Danny made several attempts at turning the key in the lock before the door reluctantly opened. He switched on the hall light. Inside, the house was exactly as Nick had described it in his diary. A thick green carpet, faded; red-patterned wallpaper, faded; and long antique lace curtains that hung from ceiling to floor, and had been allowed to attract moths over the years. There were no pictures on the walls, just less faded squares and rectangles to show where they had once hung. Danny wasn't in much doubt who had removed them, and in whose home they were now hanging.
He walked slowly around the rooms trying to get his bearings. It felt like a museum rather than someone's home. Once he'd explored the ground floor, he climbed the stairs to the landing and walked down another corridor before entering a large double bedroom.
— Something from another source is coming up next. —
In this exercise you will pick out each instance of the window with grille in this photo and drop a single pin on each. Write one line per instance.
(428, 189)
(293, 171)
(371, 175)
In a wardrobe hung a row of dark suits that could have been hired out for a period drama, along with shirts with wing collars, and on a rail at the bottom were several pairs of heavy black brogues. Danny assumed that this must have been Nick's grandfather's room, and clearly his father had preferred to stay in Scotland. Once Sir Alexander had died, Uncle Hugo must have removed the pictures and anything else of value that wasn't nailed down, before committing Nick's father to a million-pound mortgage on the house while Nick was safely locked up in prison. Danny was beginning to think that he might have to settle with Hugo before he could turn his attention to the Musketeers.
Having checked all the bedrooms-seven in all-Danny selected one of the smaller rooms in which to spend his first night. After he'd looked through the wardrobe and the chest of drawers, he concluded that it had to be Nick's old room, because there was a rack of suits, a drawer full of shirts and a row of shoes that fitted him perfectly, but looked as if they had been worn by a soldier who spent most of his time in uniform and had little interest in fashion.
Once Danny had unpacked, he decided to venture higher and find out what was on the top floor. He came across a children's room that looked as if it had never been slept in, next door to a nursery full of toys that no child had ever played with. His thoughts turned to Beth and Christy. He looked out of the nursery window onto a large garden. Even in the fading light of dusk he could see that the lawn was overgrown from years of neglect.
Danny returned to Nick's room, undressed and ran himself a bath. He sat in it, deep in thought, and didn't move until the water had turned cold. Once he'd dried himself, he decided against wearing Nick's silk pajamas and climbed straight into bed. Within minutes he was fast asleep. The mattress was more like the one he had become accustomed to in prison.
Danny leaped out of bed the following morning, pulled on a pair of pants, grabbed a silk dressing gown that was hanging on the back of the door, and went in search of the kitchen.
He descended a small uncarpeted staircase to a dark basement, where he discovered a large kitchen with an Aga and shelves full of glass bottles containing he knew not what. He was amused by a line of little bells attached to the wall, marked "Drawing Room," "Master Bedroom," "Study," "Nursery" and "Front Door." He began to search for some food, but couldn't find anything that hadn't passed its sell-by date years before. He now realized what the smell was that pervaded the whole house. If there was any money in Nick's bank account, the first thing he needed to do was employ a cleaner. He pulled open one of the large windows to allow a gust of fresh air to enter the room, into which it hadn't been invited for some time.
Having failed to find anything to eat, Danny returned to the bedroom to get dressed. He chose the least conservative garments he could find from Nick's wardrobe, but still ended up looking like a Guards captain on furlough.